I think we both knew, and still know, that a physically healthy person stands a better chance of achieving emotional wellness, which begets any number of benefits for self, family and friends.
But for so long that knowledge became a distant abstract notion.
How would I get back to the old me?
In 1997, the year we married, I was the type of runner who enjoyed the meditative, solitary aspects of running.
But to get myself out of the deep hole I’d dug for myself in recent years I discovered I needed people.
I needed a new goal to get back into it. I wanted to run with people who could help me stay motivated and enjoy running again, this time with a social twist to it.
I finally gave in to joining Facebook, which led to reconnecting with a former coworker, who let me join her team that ran in this year’s Ragnar Wasatch Back relay.
I tapped some sort of karma with the Ragnar team that seems to have sparked a renewed, more intense interest in running than I’ve felt in years.
My weight is now below 190. I’m lighter on my feet. I’m happier.
I’m on my way toward understanding better what I need to do for my marriage. I might even be a better father.
The benefits of running are radiating outward in so many directions right now. I just need to stay injury free.
Oh, and I’m faster, one more time.
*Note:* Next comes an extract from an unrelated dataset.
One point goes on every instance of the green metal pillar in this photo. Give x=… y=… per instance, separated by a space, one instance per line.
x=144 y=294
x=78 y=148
My three-mile runs are now closing in on 22 minutes.
For right now that feeling of speed – relatively speaking – is the cord that connects me to an outdated, younger version of me, as I redefine who I am today.
I know I’ll slow down. Longevity in running is my goal now. Distance will win out over speed.
I want to impress that woman again with feats of running prowess. I need to run that 10th marathon.
I want and need to feel, however temporary, something like that 29-year-old again – for Lisa, for our daughters and for myself.
Call it a midlife crisis without the sports car, motorcycle, or girlfriend on the side.
For now, running is the key: legs moving, arms pumping, sounds of measured breaths and feet rhythmically pounding.
In my mind, while I’m out there on the trails, track, or asphalt, I’m often thinking of our girls, needing to stay healthy for them, and Lisa, who would be running with me if she could.
When I’m out there alone or running with someone, I can picture that stored-away photo of her crossing the finish line or the image in my head of the new Lisa using her remaining real hand and her prosthetic limb to power a hand cycle as I struggle to keep up with her.
Life is different for us now. So much has changed. Things are better.
I’m running again, back to impressing that woman.
I am a husband, a father and, yes, I’m still a runner.
Stephen Speckman lives in Salt Lake City with his wife and daughters and enjoys all things outdoors. He is a former Deseret News staff writer and blogger, who now works as a freelance photographer.